Attenuated β-adrenergic response in calcium/calmodulin-dependent protein kinase IV-knockout mice

In the present study, we examined the importance of Ca2+/calmodulin-dependent protein kinase IV (CaMKIV) in the regulation of cardiac function using genetically modified CaMKIV-null mice. RT-PCR analysis revealed decreased expression of voltage-dependent calcium channels in the cardiac myocytes of CaMKIV-null mice compared with wild-type mice. CaMKIV-null mice showed shortened QT time on electrocardiograms. Pharmacological analysis revealed decreased responsiveness to the β-adrenergic blocker propranolol in CaMKIV-null mice, whereas the plasma norepinephrine level was not affected. CaMKIV-null mice showed decreased baroreflex on electrocardiograms.
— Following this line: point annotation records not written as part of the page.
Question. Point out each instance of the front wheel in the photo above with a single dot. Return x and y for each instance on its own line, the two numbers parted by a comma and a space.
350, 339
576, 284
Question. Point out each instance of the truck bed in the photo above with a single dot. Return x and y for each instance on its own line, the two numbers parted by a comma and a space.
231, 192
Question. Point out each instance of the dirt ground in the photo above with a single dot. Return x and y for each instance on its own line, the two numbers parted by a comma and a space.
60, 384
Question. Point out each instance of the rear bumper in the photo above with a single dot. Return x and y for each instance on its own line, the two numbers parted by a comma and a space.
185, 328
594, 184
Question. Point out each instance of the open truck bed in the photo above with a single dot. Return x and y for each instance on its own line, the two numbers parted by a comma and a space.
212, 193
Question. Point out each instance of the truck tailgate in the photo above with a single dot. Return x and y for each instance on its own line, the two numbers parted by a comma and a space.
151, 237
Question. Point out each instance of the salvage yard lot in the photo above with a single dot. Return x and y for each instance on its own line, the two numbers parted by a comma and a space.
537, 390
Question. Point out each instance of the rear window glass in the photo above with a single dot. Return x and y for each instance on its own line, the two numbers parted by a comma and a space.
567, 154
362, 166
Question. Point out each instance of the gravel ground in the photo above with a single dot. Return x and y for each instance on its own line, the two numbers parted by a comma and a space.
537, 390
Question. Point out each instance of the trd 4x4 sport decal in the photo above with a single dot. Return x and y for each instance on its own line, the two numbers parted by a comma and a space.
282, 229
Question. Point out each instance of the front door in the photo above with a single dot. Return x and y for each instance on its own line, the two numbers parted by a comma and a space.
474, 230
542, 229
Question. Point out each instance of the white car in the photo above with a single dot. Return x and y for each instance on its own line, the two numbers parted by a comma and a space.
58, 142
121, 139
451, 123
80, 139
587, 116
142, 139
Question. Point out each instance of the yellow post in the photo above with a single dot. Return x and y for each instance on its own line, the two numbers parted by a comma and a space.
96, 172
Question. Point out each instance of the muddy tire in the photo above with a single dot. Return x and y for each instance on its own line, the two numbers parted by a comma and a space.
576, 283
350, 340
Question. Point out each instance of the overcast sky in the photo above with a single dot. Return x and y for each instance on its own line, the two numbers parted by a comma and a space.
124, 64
Heart rate variability analysis showed unstable R-R intervals, a decreased low frequency power/high frequency power (LF/HF) ratio, and increased standard deviation of the normal to normal R-R intervals (SDNN) in CaMKIV-null mice, suggesting decreased responsiveness to β-adrenergic stimulation in CaMKIV-null mice. Atrial contraction analysis and cardiac action potential recording showed a decreased response to the β-adrenoceptor agonist isoproterenol in CaMKIV-null mice. Furthermore, fluorescence imaging in a CRE-hrGFP assay revealed a decreased response to isoproterenol in CaMKIV-null cardiac myocytes. Taken together, our data strongly suggest a significant effect of CaMKIV gene ablation on cardiac β-adrenergic signal transduction.